三井アウトレットパーク マリンピア神戸を調査しました

 流通学部杉田ゼミ2回生は三井アウトレットパークマリンピア神戸(以下マリンピア神戸と略)を調査しました。今回の調査の目的は、まず(1)マリンピア神戸のターゲットを確認すること、次に(2)ライバルであるりんくうプレミアムアウトレット(以下りんくうと略)との競争力を比較すること、最後に(3)各テナントのアウトレット専売品比率を調べること、の3つでした。
 通常、アウトレットモールという業態の小売店は数百万人規模の大規模な商圏を抱えているため高速道路や幹線道路沿いの郊外や観光地に立地しています。そのためにアクセスには自家用車を用いる必要があり、どうしてもメインターゲットは30代から40代のファミリー層が中心になりがちで、大学生はそこから外れることが多いようです。
 今回訪問したマリンピア神戸は、そのようなアウトレットモールの中で、JRや山陽電車の駅から徒歩10分程度ということもあって大学生もメインターゲットにしています。杉田ゼミ2回生は、このマリンピア神戸と同じく駅からほど近い場所に立地するりんくうとを比較して、それぞれの強みと弱み、抱える課題とそれを克服するための対策について考えることを研究テーマとしています。

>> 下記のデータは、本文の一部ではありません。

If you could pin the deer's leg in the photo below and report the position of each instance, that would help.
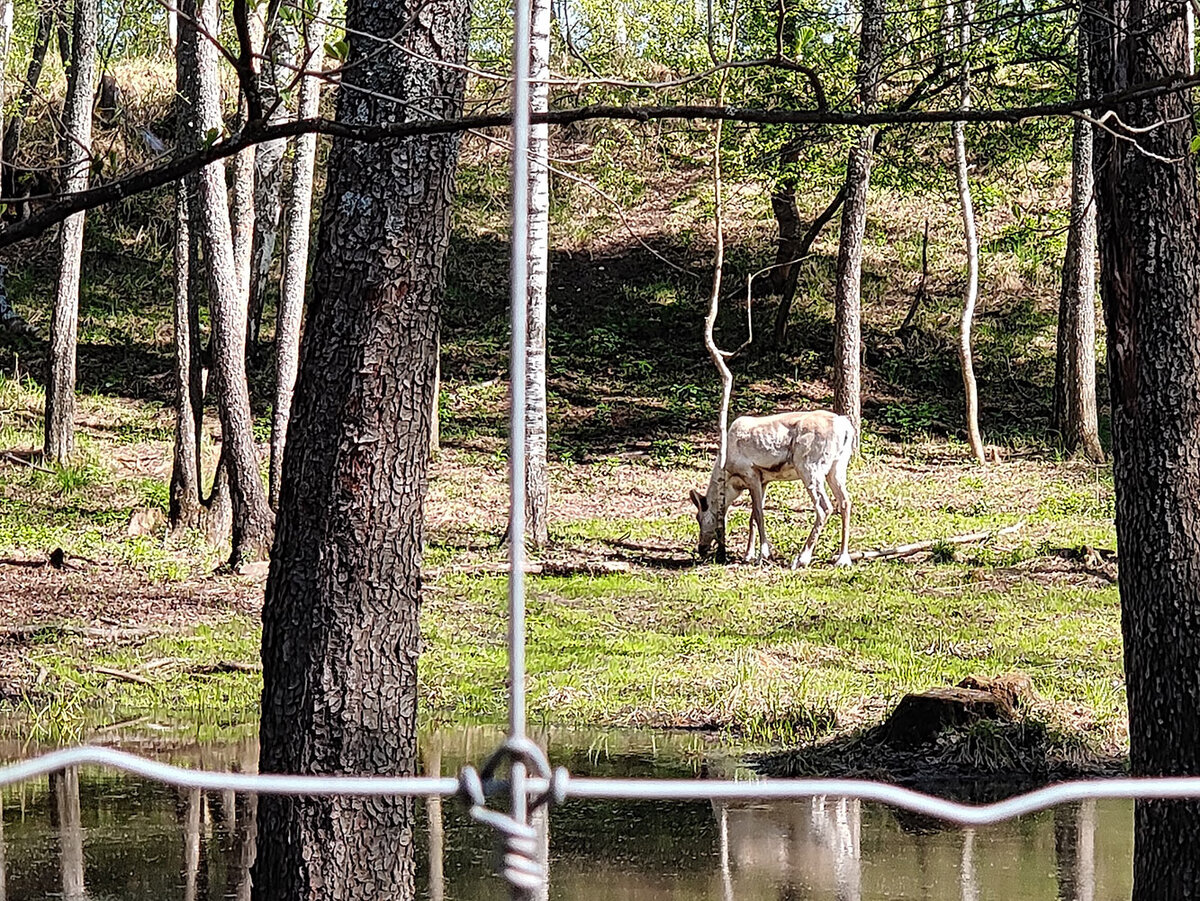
(757, 496)
(837, 480)
(823, 508)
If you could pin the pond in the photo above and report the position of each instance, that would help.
(105, 836)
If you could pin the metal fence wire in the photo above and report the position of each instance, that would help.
(531, 782)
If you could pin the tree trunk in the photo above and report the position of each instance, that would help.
(67, 818)
(537, 475)
(847, 362)
(65, 318)
(5, 41)
(340, 622)
(787, 217)
(295, 247)
(960, 41)
(269, 170)
(227, 300)
(1074, 384)
(1150, 253)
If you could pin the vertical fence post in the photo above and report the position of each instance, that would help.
(520, 244)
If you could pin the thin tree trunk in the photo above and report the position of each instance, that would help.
(65, 318)
(783, 205)
(1074, 385)
(5, 41)
(961, 41)
(227, 300)
(340, 620)
(186, 506)
(65, 791)
(269, 172)
(847, 365)
(1149, 224)
(537, 474)
(241, 172)
(793, 275)
(295, 247)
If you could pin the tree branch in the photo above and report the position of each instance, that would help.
(256, 133)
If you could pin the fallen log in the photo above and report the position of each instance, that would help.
(892, 553)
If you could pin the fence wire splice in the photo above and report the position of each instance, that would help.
(547, 786)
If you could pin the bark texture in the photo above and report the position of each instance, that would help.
(1074, 384)
(295, 247)
(279, 59)
(961, 37)
(65, 318)
(537, 472)
(847, 347)
(340, 622)
(1150, 256)
(227, 300)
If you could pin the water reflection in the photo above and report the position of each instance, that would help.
(106, 838)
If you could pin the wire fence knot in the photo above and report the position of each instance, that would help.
(522, 864)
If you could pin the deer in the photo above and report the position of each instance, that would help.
(811, 446)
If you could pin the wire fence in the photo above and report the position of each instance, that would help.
(531, 784)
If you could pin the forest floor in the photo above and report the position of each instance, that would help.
(625, 626)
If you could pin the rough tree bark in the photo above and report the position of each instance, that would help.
(340, 622)
(241, 174)
(1074, 384)
(1149, 223)
(186, 508)
(958, 36)
(252, 520)
(847, 343)
(279, 58)
(537, 474)
(295, 246)
(65, 318)
(5, 41)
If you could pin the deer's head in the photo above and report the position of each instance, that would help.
(707, 520)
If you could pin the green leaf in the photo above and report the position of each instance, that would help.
(339, 49)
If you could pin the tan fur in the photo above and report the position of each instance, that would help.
(810, 446)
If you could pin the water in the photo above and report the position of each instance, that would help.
(109, 838)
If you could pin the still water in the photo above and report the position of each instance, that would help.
(103, 836)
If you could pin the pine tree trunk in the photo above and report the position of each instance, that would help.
(958, 130)
(1074, 385)
(847, 366)
(227, 300)
(340, 622)
(5, 42)
(295, 248)
(537, 472)
(186, 505)
(65, 318)
(1149, 224)
(269, 172)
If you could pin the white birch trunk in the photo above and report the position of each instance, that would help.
(252, 520)
(537, 476)
(960, 42)
(65, 318)
(298, 218)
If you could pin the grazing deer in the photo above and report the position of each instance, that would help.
(814, 448)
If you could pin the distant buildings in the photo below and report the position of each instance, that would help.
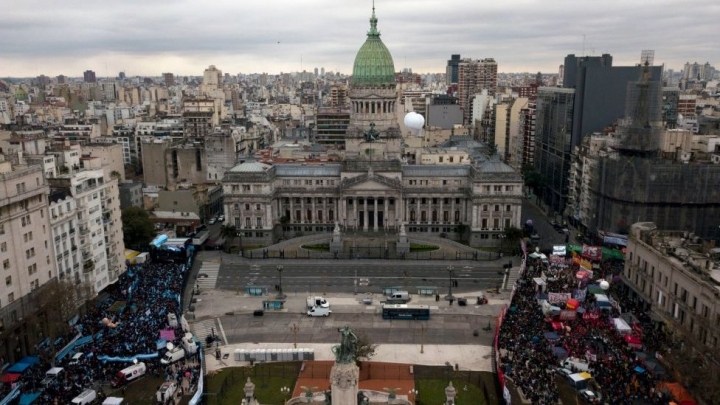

 実際に訪問してつぶさに来客者を観察したところ、平日の昼間ということもありましたが主婦層が大半を占めていましたが、そこに混じって20代前後のカップルも多く見うけられました。ただし、学生の視点から見て価格設定が高めのテナントが多く、その点でまだ学生層をターゲットとして捉えるにはまだ課題があるという意見がゼミ生から出されました。
 マリンピア神戸にとってライバルはりんくうだけではありません。同じ三井不動産(株)が経営する三井アウトレットパーク滋賀竜王、そして同じ神戸地区に立地する三菱地所グループの神戸三田プレミアム・アウトレットなど、近年ライバルモールが急速に増えており、各アウトレットが積極的に増床を行うなど競争が過剰気味になりつつあります。そのような中で、各アウトレットは顧客からの支持が強いブランドをテナントに迎えることが困難になりつつあります。

  マリンピア神戸とりんくうとの競争力の比較を行うために、杉田ゼミでは事前に各アウトレットに入店しているテナントのブランドを調べ、マリンピア神戸にあってりんくうには無いテナントをピックアップしました。そして学生自身が消費者のサンプルとなって、各ブランドをその魅力に従って1点から5点まで格付けを行い、実際に訪問した後その店数が変化するかどうか、訪問した後でマリンピア神戸独自のテナントの競争力はどの程度かについて検討するという計画を立てました。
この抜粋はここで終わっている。